Maybe they're done offering any more thoughts on the subject.

Maybe they want to watch what other people say.

Maybe they don't care about what the peanut gallery has to counter them.

Maybe they don't want to debate.

Maybe they have other work to do?

This is an entirely silly Ask HN post.

------
brudgers

       "Eg. http://news.ycombinator.com/item?id=4921024"
    

The poster has made two comments in the past two years.

Six in the past three.

Looks like an edge case.

------
Mz
I have submitted stuff from my blog before. It can be tough. I don't think I
am likely to do it again. People frequently misread what was meant. Attempts
to clarify get viewed as "argumentative". Submitting it yourself gets viewed
by some people as "you are just looking for traffic, not really trying to add
anything of value". Ugly remarks about you/your writing/your motives feel
incredibly personal which makes it hard to not get defensive, which I really
don't like doing.

I write to try to share information, not to try to tear other people down.
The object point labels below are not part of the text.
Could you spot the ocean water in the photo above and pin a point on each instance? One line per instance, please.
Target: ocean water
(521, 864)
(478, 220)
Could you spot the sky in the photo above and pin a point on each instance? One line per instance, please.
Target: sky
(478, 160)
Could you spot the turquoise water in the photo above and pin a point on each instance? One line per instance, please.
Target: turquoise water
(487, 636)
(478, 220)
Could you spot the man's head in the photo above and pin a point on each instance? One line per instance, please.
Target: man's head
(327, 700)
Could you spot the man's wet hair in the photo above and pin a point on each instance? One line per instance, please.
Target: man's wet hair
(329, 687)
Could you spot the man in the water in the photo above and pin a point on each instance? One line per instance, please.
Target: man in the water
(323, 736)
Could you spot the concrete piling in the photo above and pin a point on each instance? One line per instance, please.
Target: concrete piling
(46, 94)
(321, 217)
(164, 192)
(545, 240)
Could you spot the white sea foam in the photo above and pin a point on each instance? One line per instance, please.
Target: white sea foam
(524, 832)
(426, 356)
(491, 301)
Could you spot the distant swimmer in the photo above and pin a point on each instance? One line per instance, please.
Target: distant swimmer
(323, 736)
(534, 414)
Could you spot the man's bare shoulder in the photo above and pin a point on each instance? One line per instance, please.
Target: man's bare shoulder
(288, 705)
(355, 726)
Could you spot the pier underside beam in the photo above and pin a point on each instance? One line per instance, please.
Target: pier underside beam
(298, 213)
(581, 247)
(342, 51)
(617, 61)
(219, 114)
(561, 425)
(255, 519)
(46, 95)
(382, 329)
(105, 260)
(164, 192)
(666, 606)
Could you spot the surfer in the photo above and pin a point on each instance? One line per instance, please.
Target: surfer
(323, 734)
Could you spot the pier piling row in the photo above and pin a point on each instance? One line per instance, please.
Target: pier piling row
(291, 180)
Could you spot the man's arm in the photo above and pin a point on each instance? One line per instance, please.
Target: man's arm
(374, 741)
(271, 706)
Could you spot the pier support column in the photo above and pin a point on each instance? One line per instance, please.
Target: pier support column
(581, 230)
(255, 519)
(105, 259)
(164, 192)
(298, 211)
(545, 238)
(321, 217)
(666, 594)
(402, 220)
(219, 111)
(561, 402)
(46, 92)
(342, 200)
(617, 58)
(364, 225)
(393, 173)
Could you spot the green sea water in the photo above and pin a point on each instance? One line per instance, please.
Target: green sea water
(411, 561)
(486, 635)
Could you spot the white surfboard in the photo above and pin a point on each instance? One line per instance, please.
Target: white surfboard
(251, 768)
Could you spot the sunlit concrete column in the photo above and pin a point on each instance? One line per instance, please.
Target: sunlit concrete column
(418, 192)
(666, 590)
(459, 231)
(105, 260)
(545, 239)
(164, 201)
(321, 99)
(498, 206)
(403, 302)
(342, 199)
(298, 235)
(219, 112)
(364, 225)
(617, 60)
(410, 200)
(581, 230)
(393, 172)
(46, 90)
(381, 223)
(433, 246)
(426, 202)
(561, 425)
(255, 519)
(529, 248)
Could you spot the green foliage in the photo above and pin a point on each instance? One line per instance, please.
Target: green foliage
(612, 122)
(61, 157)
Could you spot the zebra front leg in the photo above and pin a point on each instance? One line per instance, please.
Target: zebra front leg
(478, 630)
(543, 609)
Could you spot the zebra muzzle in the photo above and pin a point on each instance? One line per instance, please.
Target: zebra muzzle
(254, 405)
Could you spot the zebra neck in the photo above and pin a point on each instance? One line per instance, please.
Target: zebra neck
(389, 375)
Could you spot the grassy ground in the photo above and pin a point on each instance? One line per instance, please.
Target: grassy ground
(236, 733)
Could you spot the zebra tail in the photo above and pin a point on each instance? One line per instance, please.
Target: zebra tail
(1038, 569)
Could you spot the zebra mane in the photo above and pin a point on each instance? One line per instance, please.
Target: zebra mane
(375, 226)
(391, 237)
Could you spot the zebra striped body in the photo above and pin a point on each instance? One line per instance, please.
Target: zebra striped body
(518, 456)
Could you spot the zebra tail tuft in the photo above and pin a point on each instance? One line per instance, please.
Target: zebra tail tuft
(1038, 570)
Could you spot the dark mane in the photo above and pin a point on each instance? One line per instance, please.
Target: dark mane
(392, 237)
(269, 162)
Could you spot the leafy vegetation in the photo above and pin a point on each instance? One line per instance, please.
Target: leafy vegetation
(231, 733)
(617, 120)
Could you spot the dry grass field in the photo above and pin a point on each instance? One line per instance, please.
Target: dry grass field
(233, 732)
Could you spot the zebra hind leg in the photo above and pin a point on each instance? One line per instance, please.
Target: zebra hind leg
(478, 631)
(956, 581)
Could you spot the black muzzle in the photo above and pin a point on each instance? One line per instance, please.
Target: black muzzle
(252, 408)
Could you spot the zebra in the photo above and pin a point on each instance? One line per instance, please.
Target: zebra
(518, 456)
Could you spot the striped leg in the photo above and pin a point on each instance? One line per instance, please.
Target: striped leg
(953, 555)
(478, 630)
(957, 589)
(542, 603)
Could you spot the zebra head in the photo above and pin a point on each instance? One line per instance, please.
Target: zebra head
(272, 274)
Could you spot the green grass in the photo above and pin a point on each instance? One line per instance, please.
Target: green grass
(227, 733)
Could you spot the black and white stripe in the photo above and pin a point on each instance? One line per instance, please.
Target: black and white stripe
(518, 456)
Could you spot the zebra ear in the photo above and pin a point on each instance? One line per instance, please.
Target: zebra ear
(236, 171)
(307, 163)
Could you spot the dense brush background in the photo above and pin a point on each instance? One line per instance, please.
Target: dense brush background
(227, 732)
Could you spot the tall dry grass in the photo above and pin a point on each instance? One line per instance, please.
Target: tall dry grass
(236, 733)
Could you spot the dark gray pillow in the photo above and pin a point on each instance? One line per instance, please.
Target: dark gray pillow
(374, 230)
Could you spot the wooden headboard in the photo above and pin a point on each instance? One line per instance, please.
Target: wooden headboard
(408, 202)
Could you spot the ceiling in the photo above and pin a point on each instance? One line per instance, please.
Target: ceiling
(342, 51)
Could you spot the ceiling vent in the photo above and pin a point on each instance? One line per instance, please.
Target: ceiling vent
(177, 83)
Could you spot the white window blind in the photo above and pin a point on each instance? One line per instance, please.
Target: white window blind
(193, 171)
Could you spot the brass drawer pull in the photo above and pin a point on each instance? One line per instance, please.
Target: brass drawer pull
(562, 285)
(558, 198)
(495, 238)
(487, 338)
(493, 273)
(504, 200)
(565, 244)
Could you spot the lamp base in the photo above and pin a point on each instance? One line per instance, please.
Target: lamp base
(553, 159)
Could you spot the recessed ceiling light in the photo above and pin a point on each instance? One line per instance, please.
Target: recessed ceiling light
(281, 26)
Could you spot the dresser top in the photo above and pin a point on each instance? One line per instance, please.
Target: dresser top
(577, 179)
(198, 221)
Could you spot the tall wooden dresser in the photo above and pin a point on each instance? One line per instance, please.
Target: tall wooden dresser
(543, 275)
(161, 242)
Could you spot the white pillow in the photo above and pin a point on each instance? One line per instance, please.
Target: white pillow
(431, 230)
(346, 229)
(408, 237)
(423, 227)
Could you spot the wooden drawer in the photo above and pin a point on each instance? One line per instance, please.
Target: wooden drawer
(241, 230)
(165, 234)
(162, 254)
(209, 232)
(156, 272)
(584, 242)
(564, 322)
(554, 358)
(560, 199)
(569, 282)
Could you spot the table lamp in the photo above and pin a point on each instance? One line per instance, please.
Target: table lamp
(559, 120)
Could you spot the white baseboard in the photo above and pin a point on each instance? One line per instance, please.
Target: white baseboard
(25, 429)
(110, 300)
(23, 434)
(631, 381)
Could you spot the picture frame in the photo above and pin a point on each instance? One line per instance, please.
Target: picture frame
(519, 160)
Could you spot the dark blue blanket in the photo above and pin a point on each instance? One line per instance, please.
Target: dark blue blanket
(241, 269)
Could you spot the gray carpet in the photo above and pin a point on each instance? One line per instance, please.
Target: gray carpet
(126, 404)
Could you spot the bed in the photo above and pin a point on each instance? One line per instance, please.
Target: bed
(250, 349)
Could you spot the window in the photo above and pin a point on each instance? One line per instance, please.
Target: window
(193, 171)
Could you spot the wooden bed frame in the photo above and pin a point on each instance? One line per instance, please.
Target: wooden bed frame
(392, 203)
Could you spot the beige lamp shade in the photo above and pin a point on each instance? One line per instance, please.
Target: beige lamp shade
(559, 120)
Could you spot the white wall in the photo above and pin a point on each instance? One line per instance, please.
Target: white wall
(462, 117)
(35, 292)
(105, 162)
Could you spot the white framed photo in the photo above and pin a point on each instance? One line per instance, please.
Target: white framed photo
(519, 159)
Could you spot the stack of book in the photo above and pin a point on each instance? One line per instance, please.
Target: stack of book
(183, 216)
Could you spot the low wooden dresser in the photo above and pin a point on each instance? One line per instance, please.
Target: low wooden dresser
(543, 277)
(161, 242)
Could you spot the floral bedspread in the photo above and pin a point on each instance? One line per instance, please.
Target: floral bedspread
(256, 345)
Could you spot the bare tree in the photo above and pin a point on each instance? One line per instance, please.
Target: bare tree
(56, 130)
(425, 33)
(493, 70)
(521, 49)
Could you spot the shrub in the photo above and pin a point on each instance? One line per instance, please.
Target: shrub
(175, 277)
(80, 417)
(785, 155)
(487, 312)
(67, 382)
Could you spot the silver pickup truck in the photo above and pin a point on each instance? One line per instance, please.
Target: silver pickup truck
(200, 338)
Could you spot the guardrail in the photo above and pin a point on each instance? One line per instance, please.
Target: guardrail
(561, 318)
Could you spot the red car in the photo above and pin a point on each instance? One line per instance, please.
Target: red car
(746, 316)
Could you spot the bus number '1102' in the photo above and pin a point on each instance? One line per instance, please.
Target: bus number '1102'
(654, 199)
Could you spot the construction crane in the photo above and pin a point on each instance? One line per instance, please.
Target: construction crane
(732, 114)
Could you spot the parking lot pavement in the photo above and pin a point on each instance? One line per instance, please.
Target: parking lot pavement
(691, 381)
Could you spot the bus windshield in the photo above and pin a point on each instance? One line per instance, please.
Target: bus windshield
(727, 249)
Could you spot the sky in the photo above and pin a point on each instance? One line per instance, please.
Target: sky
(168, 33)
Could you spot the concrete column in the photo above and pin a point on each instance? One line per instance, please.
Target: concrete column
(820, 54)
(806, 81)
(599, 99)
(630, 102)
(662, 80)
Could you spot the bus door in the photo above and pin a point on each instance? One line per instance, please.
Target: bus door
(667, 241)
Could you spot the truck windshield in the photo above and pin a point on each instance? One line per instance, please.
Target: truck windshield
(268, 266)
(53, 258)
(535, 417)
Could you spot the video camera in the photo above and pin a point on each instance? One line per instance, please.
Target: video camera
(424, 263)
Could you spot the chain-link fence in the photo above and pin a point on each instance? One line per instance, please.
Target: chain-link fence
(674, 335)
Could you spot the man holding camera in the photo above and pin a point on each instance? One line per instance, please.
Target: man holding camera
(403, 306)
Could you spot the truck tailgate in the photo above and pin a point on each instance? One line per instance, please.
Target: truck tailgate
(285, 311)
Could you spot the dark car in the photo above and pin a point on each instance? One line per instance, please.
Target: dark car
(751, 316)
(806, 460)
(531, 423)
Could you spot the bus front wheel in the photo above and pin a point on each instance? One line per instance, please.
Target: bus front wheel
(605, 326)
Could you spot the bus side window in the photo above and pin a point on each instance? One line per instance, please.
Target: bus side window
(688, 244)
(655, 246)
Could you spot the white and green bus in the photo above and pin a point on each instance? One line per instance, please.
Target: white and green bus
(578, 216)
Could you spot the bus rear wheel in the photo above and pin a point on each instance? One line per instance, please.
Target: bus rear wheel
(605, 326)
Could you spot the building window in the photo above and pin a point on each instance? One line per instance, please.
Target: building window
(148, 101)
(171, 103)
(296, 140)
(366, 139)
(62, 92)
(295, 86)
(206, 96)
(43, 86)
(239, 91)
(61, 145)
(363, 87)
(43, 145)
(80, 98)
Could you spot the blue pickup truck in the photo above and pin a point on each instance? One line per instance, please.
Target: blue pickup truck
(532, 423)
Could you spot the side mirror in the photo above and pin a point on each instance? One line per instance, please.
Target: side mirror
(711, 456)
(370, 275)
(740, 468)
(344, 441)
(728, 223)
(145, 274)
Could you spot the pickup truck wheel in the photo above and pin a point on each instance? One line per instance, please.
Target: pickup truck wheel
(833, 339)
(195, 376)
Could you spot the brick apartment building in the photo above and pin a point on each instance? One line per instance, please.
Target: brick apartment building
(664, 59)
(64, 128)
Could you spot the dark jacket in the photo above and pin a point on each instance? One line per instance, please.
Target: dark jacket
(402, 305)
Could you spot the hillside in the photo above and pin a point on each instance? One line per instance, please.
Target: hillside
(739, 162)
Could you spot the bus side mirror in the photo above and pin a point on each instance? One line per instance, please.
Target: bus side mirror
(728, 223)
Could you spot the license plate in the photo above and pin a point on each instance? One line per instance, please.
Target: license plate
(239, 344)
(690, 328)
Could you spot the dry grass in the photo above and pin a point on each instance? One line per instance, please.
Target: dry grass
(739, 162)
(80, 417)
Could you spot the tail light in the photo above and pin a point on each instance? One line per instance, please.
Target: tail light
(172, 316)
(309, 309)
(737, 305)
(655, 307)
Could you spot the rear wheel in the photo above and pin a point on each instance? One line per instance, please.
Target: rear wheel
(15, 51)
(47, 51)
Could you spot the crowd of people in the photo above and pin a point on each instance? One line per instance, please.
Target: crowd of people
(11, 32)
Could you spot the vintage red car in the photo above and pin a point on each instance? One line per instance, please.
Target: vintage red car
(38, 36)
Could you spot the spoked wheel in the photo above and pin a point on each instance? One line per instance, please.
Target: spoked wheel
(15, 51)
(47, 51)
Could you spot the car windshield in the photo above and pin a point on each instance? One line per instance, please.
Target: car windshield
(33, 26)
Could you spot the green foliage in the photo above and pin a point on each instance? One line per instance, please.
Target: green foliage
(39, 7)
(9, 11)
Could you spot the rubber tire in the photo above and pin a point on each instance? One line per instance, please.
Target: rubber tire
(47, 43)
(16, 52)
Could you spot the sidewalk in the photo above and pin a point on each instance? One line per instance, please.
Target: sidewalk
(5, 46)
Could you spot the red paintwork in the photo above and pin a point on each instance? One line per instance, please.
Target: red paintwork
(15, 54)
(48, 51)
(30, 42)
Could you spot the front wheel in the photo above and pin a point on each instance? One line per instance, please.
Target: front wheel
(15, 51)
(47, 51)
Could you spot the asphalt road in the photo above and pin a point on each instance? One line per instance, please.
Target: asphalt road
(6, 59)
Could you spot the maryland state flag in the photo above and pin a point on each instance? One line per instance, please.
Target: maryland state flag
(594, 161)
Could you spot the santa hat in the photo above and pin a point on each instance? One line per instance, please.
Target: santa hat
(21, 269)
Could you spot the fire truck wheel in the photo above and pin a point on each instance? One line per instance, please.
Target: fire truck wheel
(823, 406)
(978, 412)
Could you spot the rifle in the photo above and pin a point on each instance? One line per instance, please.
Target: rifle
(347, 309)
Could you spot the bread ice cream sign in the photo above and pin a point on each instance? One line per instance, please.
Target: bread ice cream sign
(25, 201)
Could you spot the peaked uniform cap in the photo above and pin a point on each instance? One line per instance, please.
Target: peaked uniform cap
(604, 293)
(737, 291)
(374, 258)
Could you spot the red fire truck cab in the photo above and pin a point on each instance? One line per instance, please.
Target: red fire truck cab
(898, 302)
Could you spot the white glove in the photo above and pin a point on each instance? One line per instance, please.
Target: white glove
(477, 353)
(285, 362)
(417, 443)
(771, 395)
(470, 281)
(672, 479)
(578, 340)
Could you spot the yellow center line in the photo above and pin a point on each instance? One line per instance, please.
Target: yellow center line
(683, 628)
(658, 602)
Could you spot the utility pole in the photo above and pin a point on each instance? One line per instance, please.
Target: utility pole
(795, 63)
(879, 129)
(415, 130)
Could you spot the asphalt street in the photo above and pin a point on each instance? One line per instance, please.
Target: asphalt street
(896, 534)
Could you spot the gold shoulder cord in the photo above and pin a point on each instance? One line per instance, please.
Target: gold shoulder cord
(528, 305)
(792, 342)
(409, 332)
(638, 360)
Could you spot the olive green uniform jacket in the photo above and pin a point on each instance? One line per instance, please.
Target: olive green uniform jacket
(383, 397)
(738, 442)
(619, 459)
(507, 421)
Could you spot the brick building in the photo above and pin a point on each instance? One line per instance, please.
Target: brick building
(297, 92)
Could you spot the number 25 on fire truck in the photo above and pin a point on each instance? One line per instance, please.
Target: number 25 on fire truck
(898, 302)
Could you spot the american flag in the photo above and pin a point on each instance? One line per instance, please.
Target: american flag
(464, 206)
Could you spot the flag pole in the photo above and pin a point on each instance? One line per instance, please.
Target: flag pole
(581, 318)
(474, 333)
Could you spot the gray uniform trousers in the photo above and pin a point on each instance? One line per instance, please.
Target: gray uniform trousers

I
respond to try to clarify what I meant, not to try to cram my point of view
down anyone's throat. I can kind of understand someone feeling that it is on
topic, they want to share it and think other people here will be interested,
but they don't want to duke it out. They said their peace and others are
entitled to express their opinion about it, if they so wish.

I think I will go talk trash about HN on my blog my now, since no one from HN
will ever read it. :-D